La ministre de la Défense, Michèle Alliot-Marie, a annoncé, mardi sur Europe 1, qu’elle avait saisi la justice dans l’affaire du Clemenceau et demandé au procureur de Marseille d’ordonner une enquête sur des « présomptions d’irrégularités » de la société de désamiantage Technopure.

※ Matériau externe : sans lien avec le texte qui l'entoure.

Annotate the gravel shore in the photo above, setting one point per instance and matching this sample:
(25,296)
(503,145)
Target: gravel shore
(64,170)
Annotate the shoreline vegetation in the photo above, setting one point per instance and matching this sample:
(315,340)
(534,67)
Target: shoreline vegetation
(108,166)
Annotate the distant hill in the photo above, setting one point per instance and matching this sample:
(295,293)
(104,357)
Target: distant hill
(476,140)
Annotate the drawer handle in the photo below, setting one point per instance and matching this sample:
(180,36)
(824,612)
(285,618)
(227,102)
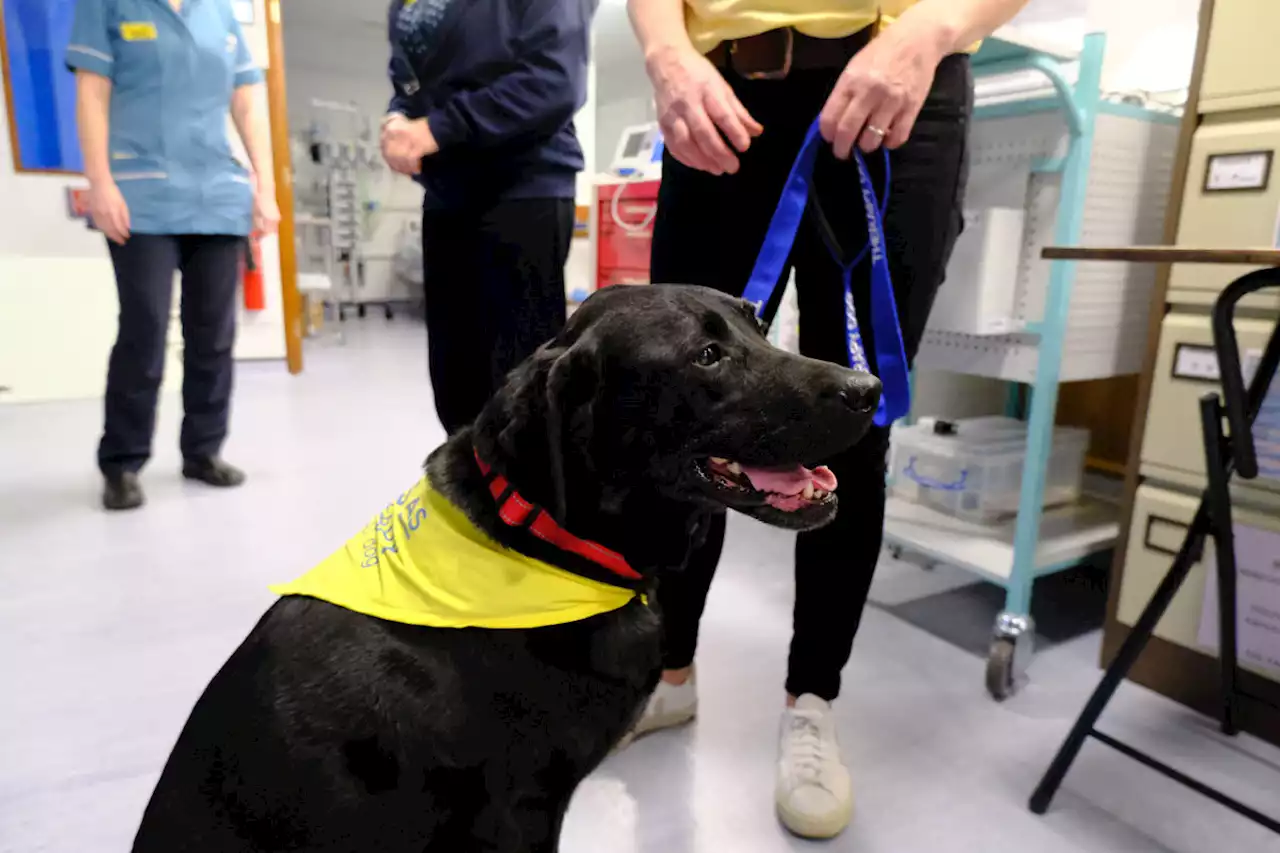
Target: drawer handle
(929,483)
(1157,523)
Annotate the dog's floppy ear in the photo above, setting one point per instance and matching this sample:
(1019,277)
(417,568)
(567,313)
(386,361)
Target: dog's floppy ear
(572,386)
(544,409)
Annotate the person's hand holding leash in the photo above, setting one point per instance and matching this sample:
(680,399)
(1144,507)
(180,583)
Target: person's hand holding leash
(883,87)
(695,106)
(405,142)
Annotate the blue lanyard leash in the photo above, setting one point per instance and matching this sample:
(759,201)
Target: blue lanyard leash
(890,356)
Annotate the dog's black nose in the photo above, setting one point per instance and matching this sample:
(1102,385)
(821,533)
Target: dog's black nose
(862,392)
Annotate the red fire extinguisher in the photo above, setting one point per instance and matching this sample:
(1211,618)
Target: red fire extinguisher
(251,278)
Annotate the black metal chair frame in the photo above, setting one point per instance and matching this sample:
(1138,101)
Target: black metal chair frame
(1224,456)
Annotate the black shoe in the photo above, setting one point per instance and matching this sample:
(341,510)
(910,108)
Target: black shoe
(213,471)
(122,492)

« J’ai saisi le procureur de la République de Marseille afin qu’une enquête soit ordonnée sur deux points: l’écart constaté entre le poids de l’amiante que Technupure dit avoir retiré du Clemenceau et le poids pesé par le centre d’enfouissement – c’est les trente tonnes d’écart qu’il y a – et d’autre part la disparition d’un certain nombre d’équipements de bord composés de différents autres métaux non ferreux », a affirmé Mme Alliot-Marie.
La ministre a demandé au procureur de donner à son enquête « les suites judiciaires nécessaires ».
La société Technopure est la première prestataire qui avait été chargée du désamiantage du Clemenceau, commencé à Toulon.
Elle avait été « écartée du chantier pour des insuffisances et des manquements, notamment à l’information », a relevé la ministre.
« J’ai ordonné récemment une enquête qui a été confiée au contrôle général des armées.
Ses conclusions font apparaître de la part de la société Technopure (…) des présomptions d’irrégularités qu’il appartiendra éventuellement à la justice de confirmer », a affirmé Mme Alliot-Marie.
Technopure « a refusé de nous remettre un certain nombre de documents qui nous permettent de comparer ce qu’elle nous a dit avoir retiré du Clemenceau et le poids pesé dans le centre d’enfouissement », a-t-elle ajouté.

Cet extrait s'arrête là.